Beach life wherever you are in the world can take on a different meaning. In Canada, it’s relatively quiet and serene. The smell of pine trees in the air and the freshwater breeze is peaceful and soothing. There is only the sound of splashing and children’s laughter. Family picnics and a little bit of fishing up the shoreline (if you are responsible fisherman, hooks and beach don’t mix).
There are no pets allowed on beaches. No drinking on public property. Noise bylaws keep the music at minimum. Noise is not part of the Canadian culture. Music is listened to, but is not “lived.” This is in sharp contrast to the Dominican Republic. The land where it seems anything goes!

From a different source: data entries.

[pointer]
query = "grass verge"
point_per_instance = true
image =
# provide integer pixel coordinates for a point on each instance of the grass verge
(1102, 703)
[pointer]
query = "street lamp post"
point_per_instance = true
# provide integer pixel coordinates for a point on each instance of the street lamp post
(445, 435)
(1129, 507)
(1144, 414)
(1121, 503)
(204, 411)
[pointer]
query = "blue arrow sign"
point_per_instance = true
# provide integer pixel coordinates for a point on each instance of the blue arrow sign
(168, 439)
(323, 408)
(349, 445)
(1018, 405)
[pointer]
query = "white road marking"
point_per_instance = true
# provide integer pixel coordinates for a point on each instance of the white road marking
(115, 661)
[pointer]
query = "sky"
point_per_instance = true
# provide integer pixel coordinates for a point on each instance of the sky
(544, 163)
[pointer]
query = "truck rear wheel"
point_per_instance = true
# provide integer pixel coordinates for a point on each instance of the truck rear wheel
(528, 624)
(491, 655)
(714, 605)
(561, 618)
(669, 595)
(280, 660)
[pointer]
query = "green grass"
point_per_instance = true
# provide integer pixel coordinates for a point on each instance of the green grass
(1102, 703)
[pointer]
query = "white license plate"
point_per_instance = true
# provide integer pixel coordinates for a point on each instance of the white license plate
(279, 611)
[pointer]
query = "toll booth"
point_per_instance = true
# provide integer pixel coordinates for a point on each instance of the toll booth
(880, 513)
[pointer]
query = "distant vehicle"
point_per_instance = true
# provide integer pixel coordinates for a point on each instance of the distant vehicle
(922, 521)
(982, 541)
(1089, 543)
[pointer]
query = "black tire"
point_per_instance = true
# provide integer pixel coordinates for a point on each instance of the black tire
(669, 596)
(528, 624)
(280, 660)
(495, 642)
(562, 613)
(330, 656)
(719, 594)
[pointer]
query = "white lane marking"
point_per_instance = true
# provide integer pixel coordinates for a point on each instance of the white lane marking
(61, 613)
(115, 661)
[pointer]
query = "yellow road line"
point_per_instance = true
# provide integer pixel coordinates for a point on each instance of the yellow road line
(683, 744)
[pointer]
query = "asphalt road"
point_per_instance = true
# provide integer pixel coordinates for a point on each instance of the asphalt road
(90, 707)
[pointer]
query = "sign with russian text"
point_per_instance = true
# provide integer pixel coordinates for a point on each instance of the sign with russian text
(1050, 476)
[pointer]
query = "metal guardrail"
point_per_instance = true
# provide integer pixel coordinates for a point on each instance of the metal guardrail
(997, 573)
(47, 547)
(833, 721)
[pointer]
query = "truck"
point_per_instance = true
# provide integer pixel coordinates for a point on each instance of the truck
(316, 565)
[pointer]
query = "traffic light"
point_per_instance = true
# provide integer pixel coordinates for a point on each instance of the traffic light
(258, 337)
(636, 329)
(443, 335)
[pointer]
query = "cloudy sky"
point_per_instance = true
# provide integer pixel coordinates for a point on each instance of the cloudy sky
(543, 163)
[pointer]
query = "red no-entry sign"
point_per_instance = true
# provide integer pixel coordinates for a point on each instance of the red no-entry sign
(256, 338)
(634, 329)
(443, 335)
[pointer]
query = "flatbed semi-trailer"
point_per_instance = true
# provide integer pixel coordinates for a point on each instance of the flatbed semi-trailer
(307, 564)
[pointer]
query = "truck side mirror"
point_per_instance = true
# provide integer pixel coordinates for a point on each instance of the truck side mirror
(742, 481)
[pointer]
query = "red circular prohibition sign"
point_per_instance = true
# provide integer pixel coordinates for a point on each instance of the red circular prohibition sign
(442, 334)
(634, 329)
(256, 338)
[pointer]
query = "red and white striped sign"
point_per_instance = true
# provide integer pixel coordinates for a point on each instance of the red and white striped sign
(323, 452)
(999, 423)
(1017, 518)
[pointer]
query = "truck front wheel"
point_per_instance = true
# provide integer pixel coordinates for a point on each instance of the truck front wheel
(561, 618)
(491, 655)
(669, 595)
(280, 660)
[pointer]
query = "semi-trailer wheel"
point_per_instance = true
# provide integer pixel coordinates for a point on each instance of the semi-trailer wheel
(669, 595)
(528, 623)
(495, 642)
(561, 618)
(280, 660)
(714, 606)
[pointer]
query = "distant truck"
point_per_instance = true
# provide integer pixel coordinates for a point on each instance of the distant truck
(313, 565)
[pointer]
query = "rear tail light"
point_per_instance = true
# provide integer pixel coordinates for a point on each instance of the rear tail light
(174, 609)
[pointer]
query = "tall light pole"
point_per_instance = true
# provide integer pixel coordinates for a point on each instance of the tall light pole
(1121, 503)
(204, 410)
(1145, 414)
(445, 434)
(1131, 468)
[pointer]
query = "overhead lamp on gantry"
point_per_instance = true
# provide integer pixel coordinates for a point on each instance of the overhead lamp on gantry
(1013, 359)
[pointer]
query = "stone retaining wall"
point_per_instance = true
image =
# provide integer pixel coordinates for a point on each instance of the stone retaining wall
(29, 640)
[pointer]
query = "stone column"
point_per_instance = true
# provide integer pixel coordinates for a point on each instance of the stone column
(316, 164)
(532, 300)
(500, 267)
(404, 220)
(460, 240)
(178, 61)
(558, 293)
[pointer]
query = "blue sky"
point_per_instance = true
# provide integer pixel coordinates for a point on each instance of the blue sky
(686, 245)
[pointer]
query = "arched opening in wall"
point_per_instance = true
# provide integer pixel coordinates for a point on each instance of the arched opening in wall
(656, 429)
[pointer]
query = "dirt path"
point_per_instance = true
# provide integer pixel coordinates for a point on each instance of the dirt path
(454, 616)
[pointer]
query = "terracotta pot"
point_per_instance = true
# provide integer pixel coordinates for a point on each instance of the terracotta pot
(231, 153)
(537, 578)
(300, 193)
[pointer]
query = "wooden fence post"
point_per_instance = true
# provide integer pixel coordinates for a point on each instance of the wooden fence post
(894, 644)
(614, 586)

I love the energy of freedom of DR beaches. Walking along, music plays loudly from picnicking cars, bars, or cafes. Depending on what beach you are at, you can walk for miles and miles. White sands, light sands, dark sands or stones, the country differs from region to region. The common ground … people. Whether you are a tourist or a local, the beaches of DR are inviting. Weekends see them jam packed with activity. If you want action or tranquility, you can find it here. Not all beaches are created equal. When it comes to beach-combing, some yield better results than others. Shells, driftwood, sand crabs that scurry back to their holes are some of the finds.
Tropical storms and hurricanes leave a lot of devastation in their wake. Beaches get torn up and litter is everywhere. Part of that litter is uprooted palm trees that wash up. These are a hazard to the coastline through erosion from the waves. It is common to see men in their skivvies removing these trees to keep the beach intact. All this is done manually with an axe. The driftwood is chopped up and piled up on dry ground and set ablaze. It’s wonderful to see these men hard at work.
A few years ago, I came across these two delightful children. They were happily playing in the water, parents somewhere on shore. The were encouraging me to join them in their play. I declined as I had my camera at hand. The were extremely thrilled to have their photos taken. In the water, out of the water, in and out repeatedly to view their snapshots. I only kept the one picture and reminded them to make sure it was ok with their parents. Their friendliness, optimism and lack of fear of strangers touched me. Now, I am very approachable but it struck me that in Canada, this would never have happened. There are many friendly individuals. In this country it is very much like the Canada of the 1950’s. The men are full of compliments and very flirtatious. Does a girl’s ego good! If I took every one of them seriously, I’ld have to double up dates … lolz.
And I love, Love, LOVE walking the beach and watching the fisherman. Some on land and some in boats do their business from the early morning into the heat of the day. Whether they are dip-netting from the shore or tossing their nets from the boat, their grace is mesmerizing.
There’s always a piece of a driftwood palm tree for me to perch myself on to reflect on what is before me. Peaceful still waters sooth my spirit as I see them hurl their nets like a cowboy with a lasso. I am so amazed at their fitness, lean, sinewy, they stand in their heavy wooden boats un-wavered by the motion. Years of hard work and practice show on them. Weathered faces peer at me on the shore and a toothless smile appears. A wide wave of the arm, and it’s back to work.
Not all is roses at the beach. Like anywhere else you do have to watch for predators. The do come in all shapes, sizes and ages. I am suspicious by nature and if I see someone admiring my Ray Bans a little too closely, they do not stay on top of my head. They go in my hands. Be “street” smart. Don’t wear expensive jewelry or carry expensive equipment if you are walking alone. This is a very poor country and temptation has it’s price.
So flippies in hand, I’m off to explore … maybe, a good spot to snorkel is around the next corner!